Velocity Reviews - Computer Hardware Reviews

Velocity Reviews > Newsgroups > Programming > C Programming > Short-circuiting in C

Reply
Thread Tools

Short-circuiting in C

 
 
James Kuyper
Guest
Posts: n/a
 
      05-28-2011
On 05/26/2011 01:58 PM, Billy Mays wrote:
> Hey CLC,
>
> I was wondering if there is a way to avoid the C short circuiting for
> boolean expressions such as the following:
>
> if(a && b && c) {
> /* Do stuff */
> }
>
> I am currently doing GPU programming and it would be better to evaluate
> the entire condition, even if a is 0, since branches are slow.

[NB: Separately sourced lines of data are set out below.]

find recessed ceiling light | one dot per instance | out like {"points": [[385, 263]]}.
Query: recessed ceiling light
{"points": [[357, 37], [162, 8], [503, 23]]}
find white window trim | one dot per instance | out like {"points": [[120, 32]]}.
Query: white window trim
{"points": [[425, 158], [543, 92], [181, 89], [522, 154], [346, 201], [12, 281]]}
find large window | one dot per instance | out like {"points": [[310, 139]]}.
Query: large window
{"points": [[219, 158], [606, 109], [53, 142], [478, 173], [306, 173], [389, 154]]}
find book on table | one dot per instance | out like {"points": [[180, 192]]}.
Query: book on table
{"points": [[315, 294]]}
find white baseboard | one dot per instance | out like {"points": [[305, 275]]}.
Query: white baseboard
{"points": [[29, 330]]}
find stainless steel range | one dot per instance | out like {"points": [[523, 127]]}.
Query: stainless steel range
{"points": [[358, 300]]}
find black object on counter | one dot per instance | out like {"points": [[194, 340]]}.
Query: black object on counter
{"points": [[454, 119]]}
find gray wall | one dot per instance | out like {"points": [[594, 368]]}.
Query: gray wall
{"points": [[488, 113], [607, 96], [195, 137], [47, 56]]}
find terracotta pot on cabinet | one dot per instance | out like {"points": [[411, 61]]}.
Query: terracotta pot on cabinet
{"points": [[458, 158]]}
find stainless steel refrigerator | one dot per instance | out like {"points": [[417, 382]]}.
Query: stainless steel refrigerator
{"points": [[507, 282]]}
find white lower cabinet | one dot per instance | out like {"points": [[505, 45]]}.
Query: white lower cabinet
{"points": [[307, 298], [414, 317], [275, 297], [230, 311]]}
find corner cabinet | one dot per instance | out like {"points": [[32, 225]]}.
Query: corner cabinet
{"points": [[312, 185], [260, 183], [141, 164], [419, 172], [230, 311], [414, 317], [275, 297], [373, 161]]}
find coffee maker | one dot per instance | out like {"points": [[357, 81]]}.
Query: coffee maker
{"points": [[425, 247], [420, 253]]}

I assume that, if you're willing to have the entire condition evaluated,
then neither b nor c represent expressions with side-effects. In
particular, neither of them is or involves the value of an object
defined with volatile.

Then there's two basic cases that need to be distinguished:
1. The compiler can figure out that neither b nor c are expressions with
side effects.
If this is the case, then any sufficiently good compiler targeting your
platform should generate code that evaluates both b and c, and then
discarding their values if not needed; at least, it should do so
whenever it makes sense to do so. This is allowed by the C standard,
even though it says explicitly that they should only be evaluated if
needed. That's because of the fact that they have no side-effects. As a
result, there's no way for a strictly conforming program to determine
whether or not the compiler is doing this, so the as-if rule allows the
compiler to do this.
If your compiler isn't smart enough to perform this optimization
automatically, there's no way in C to tell it explicitly to perform it.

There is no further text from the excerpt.